Bottom line: Soda bans have no impact on what kids choose to drink. The only thing that appears to have made a difference is a campaign encouraging — you guessed it — moderation. And perhaps Maine schools would have seen a real reduction in student obesity if they made sure phys ed was a part of the school day. Getting kids involved in sports and other forms of exercise fosters healthy habits that will serve them well throughout the rest of their lives, unlike soda bans which simply regulate their drink choices for a few hours a day.

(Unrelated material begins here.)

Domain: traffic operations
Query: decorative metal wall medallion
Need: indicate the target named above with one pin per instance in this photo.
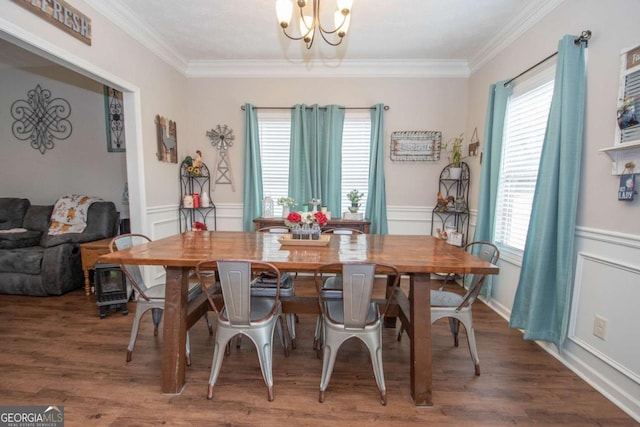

Maine Public Radio asked us for our take on the study:

"[It] shows that despite all of the activist groups that have been demonizing soda, and finally having the soda companies in some way or another responding to those groups, that the actual changes they were calling for have had no impact … If you give kids the tools they can use to get active, if you teach them sports, it’s something that they’re going to do directed on their own. There’s no finger-waving involved there. But when you take something away, it’s a finger wave, it’s a slap on the wrist and it eliminates the personal responsibility."

We always knew that one-off food and drink bans were shortsighted, and the scientific community backs us up. But the question remains: Will Maine schools reverse this silly ban now that it’s been exposed as a wrong-headed exercise?